Chapter 4: Always, Actually
Emilia stood barefoot on the living room floor, paintbrush in hand, her T-shirt covered in blotches of green and gold. Music hummed from the record player—an old jazz track Theo had fallen in love with during his Berlin residency. He insisted it made their apartment feel like a movie.
Their dog, Biscuit (rescued impulsively on a rainy Tuesday), snored softly on the rug.
Across from her, Theo examined her latest mural sketch with a brow furrowed and a pretzel stick between his lips.
“I still think the clouds look like angry shrimp,” he said.
“Maybe you’re the angry shrimp,” Emilia muttered.
“I’m not the one threatening the sky with doom swirls,” he said, gesturing with his brush like a wand.
“You just don’t understand abstract metaphor,” she teased.
“I understand you’re procrastinating,” he said, gently walking over and wrapping his arms around her waist. “You’ve got a gallery pitch in three days.”
She sighed into him. “I’m scared.”
“I know.” He kissed her forehead. “But scared is where the magic starts.”
“Stop sounding like a Pinterest quote.”
He grinned. “You married me anyway.”
She smirked. “You tricked me with tuna rolls and emotional vulnerability.”
He laughed, and the sound still lit up her chest like warm light through a window. “Guilty.”
That evening, they hosted a few friends—other artists, neighbors, and Theo’s sister Lena who had just published her second poetry book.
Between glasses of wine and wild toasts, someone asked, “What’s the best fight you two ever had?”
Theo and Emilia exchanged a look and both said, at the same time:
“The Berlin fight.”
Everyone leaned in.
Emilia rolled her eyes, smiling. “He had booked a show without telling me.”
“It was one of the biggest offers I’d ever gotten!” Theo defended.
“And I found out from a flyer on Instagram.”
“Oops.”
“I didn’t speak to him for two days.”
“Which is forever in artist-couple time,” he added.
“But then,” she continued, “he showed up at my place with a six-foot canvas he’d painted entirely in apology metaphors.”
Theo shrugged. “Actions. Paint louder than words.”
They all laughed.
Later that night, with the apartment quiet again, Emilia curled up beside Theo on the couch, resting her head on his chest.
“Do you ever think,” she whispered, “about how much we hated each other?”

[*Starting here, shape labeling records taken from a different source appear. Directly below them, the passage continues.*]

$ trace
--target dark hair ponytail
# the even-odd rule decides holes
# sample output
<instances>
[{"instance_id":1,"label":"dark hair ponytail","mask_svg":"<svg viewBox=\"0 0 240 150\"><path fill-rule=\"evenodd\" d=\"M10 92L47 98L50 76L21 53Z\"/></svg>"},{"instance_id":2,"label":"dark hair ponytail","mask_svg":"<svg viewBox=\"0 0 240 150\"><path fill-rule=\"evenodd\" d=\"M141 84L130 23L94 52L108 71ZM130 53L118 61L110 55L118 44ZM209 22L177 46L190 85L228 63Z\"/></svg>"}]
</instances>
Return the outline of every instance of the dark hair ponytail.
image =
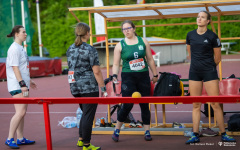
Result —
<instances>
[{"instance_id":1,"label":"dark hair ponytail","mask_svg":"<svg viewBox=\"0 0 240 150\"><path fill-rule=\"evenodd\" d=\"M22 25L16 25L15 27L13 27L12 32L9 33L7 35L7 37L15 38L15 33L19 33L20 32L20 28L24 28L24 27Z\"/></svg>"},{"instance_id":2,"label":"dark hair ponytail","mask_svg":"<svg viewBox=\"0 0 240 150\"><path fill-rule=\"evenodd\" d=\"M130 25L132 26L133 29L136 29L134 23L133 23L131 20L125 20L125 21L123 21L121 27L123 27L123 25L124 25L125 23L130 24ZM134 32L134 34L135 34L135 36L138 36L136 32Z\"/></svg>"},{"instance_id":3,"label":"dark hair ponytail","mask_svg":"<svg viewBox=\"0 0 240 150\"><path fill-rule=\"evenodd\" d=\"M208 25L211 23L211 14L208 12L208 11L206 11L206 10L202 10L202 11L200 11L200 12L204 12L204 13L206 13L207 14L207 20L209 20L209 23L208 23Z\"/></svg>"},{"instance_id":4,"label":"dark hair ponytail","mask_svg":"<svg viewBox=\"0 0 240 150\"><path fill-rule=\"evenodd\" d=\"M86 23L78 23L75 28L75 45L80 46L82 45L82 36L87 35L87 32L90 31L90 27Z\"/></svg>"}]
</instances>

“I didn’t hate you,” he said softly. “I was obsessed with you. Hiding behind sarcasm.”
She looked up at him. “Really?”
“I thought you were terrifying and brilliant and had the best resting scowl I’d ever seen.”
She giggled.
He kissed her temple. “And now you’re mine.”
“Always?”
He looked her dead in the eyes.
“Always.”
Theo’s studio got funding for a city-wide youth mural project. He was traveling between boroughs, mentoring, painting, and fundraising.
Emilia landed a prestigious design contract with a fashion startup. It meant long hours, tight deadlines, and for the first time… separate worlds.
They made it work.
At least, until the night Emilia came home to an empty apartment at 1:00 a.m., exhausted and emotionally fried, and saw a note on the counter:
“Gone to Harlem wall preview — sorry, lost track of time. Don’t wait up. Love you. — T”
She read it three times.
Then sat on the floor and cried.
It wasn’t a huge fight. Not like Berlin.
But it was distance. Quiet. A gap forming not from anger, but exhaustion.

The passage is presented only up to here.